4. Meetings. The Committees may meet either on their own or in conjunction with meetings of the full Boards. Meetings of the Committees may be held in person or by conference telephone. Where appropriate, the Committees may take action by unanimous written consent in lieu of a meeting.

5. Attendance at Annual Meetings of Shareholders. Trustees are encouraged but not required to attend annual meetings of shareholders.

6. Authority; Funding. The Committees shall have the resources and authority appropriate to discharge their responsibilities, including authority to retain special counsel and other experts or consultants at the expense of the appropriate Fund(s).

7. Self-Evaluation Function. The Committees shall consider, oversee and implement an annual self-evaluation of the performance of the Boards and all committees of the Boards. Such self-evaluation shall include a consideration of the effectiveness of the committee structure of the Boards and the number of funds on whose Boards each trustee serves. [Rule 0-1(a)(7)(v) of the 1940 Act]

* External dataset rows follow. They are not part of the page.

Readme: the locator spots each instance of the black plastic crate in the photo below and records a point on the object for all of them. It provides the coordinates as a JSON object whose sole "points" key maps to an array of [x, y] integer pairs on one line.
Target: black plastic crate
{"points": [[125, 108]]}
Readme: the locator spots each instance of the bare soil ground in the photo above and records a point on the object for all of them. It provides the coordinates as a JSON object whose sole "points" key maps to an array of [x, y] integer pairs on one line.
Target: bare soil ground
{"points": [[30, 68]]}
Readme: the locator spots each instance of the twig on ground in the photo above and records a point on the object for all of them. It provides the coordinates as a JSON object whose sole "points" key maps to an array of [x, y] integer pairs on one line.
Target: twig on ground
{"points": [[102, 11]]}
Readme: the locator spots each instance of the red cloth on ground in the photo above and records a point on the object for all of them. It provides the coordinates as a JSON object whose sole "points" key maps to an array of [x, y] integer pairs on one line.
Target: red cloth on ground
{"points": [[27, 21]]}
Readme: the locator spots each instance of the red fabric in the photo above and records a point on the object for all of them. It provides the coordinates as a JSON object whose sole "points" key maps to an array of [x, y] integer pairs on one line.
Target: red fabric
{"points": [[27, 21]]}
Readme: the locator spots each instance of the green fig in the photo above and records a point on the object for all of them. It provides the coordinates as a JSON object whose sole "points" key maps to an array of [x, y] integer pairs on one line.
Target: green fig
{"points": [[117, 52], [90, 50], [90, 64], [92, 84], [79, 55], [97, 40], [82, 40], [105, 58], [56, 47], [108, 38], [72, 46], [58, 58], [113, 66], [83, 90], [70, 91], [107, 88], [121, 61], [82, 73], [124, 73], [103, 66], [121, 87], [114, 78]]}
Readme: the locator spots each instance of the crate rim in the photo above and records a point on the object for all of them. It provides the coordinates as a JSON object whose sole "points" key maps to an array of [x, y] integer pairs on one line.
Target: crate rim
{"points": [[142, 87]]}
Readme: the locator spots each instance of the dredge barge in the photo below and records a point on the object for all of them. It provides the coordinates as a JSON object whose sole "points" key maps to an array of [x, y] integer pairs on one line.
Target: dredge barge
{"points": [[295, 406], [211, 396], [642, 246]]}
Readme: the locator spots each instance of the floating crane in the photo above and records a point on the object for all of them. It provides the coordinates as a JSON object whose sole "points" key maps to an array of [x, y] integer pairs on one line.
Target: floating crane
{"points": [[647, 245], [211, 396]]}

8. Requirement for and Selection of Independent Legal Counsel. The Committees shall consider and oversee the selection of independent legal counsel as such term is defined in Rule 0-1 under the 1940 Act (“Independent Legal Counsel”). [Rule 0-1(a)(7)(iii) of the 1940 Act]

9. Good Faith Reliance. In performing their duties under this Charter, members of the Committees shall be entitled to rely in good faith upon the records of the Funds and upon such information, opinions, reports and statements presented to the Committees by the officers and employees of the Funds and of Davis-Dinsmore Management Company.

10. Review of Charter. The Committees shall review this Charter at least annually and recommend any changes to the full Boards. This Charter may be amended only by approval of the full Boards, and a majority of the independent trustees.

11. Maintenance of Charter. Each Fund shall maintain and preserve in an easily accessible place a copy of this Charter and any modification to this Charter.